I opened my mouth to deny it. To tell him he was wrong, that I wasn’t changing, that I could walk out of here the same girl who’d shown up in candy-cane tights and thought the worst thing about Christmas was Mariah Carey.
Nothing came out.
Because he wasn’t wrong.
I was terrified. Not of bullets or bodies or the way he could snap my neck with one hand.
I was terrified of how much I wanted him. How much I’d already given away without signing anything. How easy it would be to let the rest go.
He was my jailer. Yes.
He was also the only shield between me and a table full of men who saw me as a problem to be solved.
And probably, eventually, he’d be my ruin.
The thought threaded through my mind like a prayer and a curse.
This was the real trap. Not the locks. Not the alarms. Not the bulletproof glass.
This.
The way he made me want to stay.
He stepped back finally, like he’d recognized the exact moment I’d gotten to the edge and looked down.
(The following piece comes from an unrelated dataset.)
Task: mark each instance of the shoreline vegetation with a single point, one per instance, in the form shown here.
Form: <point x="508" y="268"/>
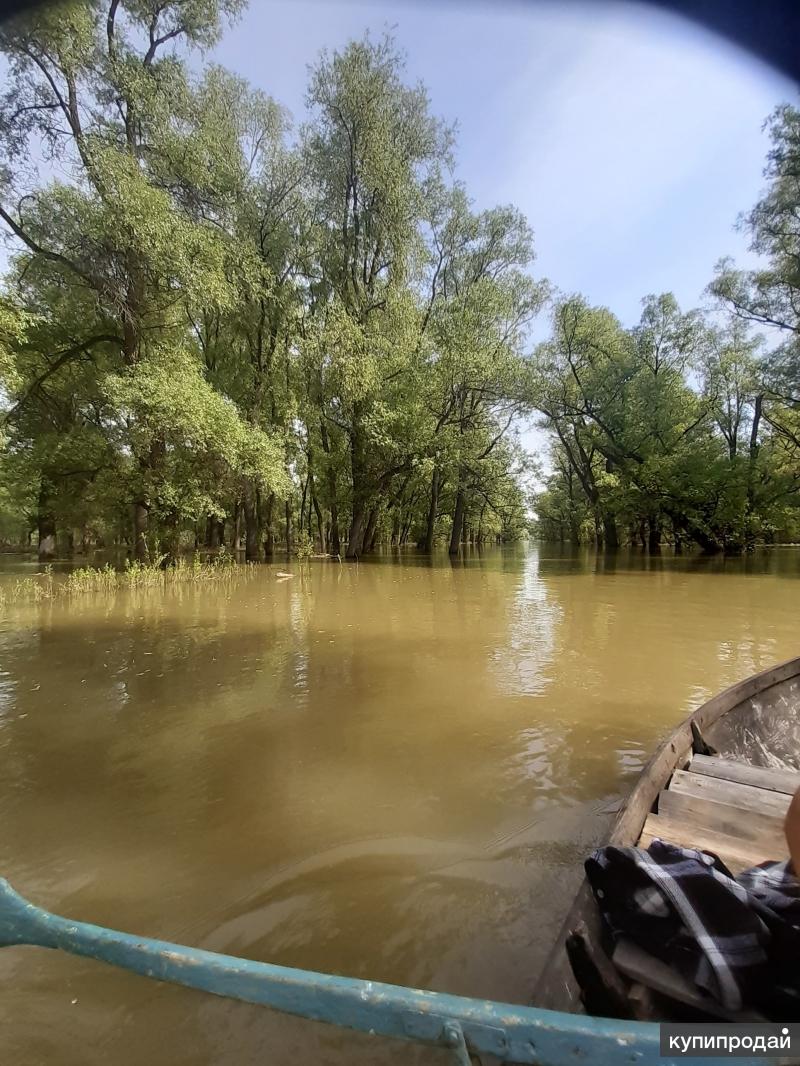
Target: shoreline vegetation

Turned his back on me and walked toward the bedroom, casual, like he hadn’t just dismantled another layer of my defenses with gauze and a few well-placed words.
Don’t follow him.
Don’t prove his point.
My traitorous feet carried me anyway.
I found him at his nightstand, unlocking the drawer I’d rattled earlier. Inside, nestled among watches and documents, was a gun.
Black metal. Sleek. Efficient. Meant to make problems disappear.
Of course he kept one within arm’s reach when he slept. Probably had one in every room. This was who he was. Dangerous, deadly, and without remorse when it came to protecting what he considered his.
Our eyes met over the weapon.
He saw me see it.
Didn’t flinch. Didn’t move to hide it. Just let me look.
See? his eyes seemed to say. No illusions. No lies.
This is me. This is the world you chose instead of running.
And somehow, impossibly, I’d become one of the things worth protecting with it.
“Still planning my murder?” he asked, that infuriating almost-smirk tugging at his mouth.
Every damn day. Right after I figured out why I didn’t actually want him dead.
“Give me time,” I said lightly. “I’m still working out the details.”
The murder wasn’t his anymore.
It was mine.
The girl I’d been before the tree lot, before the gunshots, before the man in the black coat decided I was more interesting alive than dead—she was already bleeding out on some metaphorical marble floor.
Standing there in his bedroom, surrounded by luxury that felt like a cage and a man who felt like a loaded gun pointed at my heart, it hit me.
I didn’t want to bring her back.
And that was the scariest thing of all.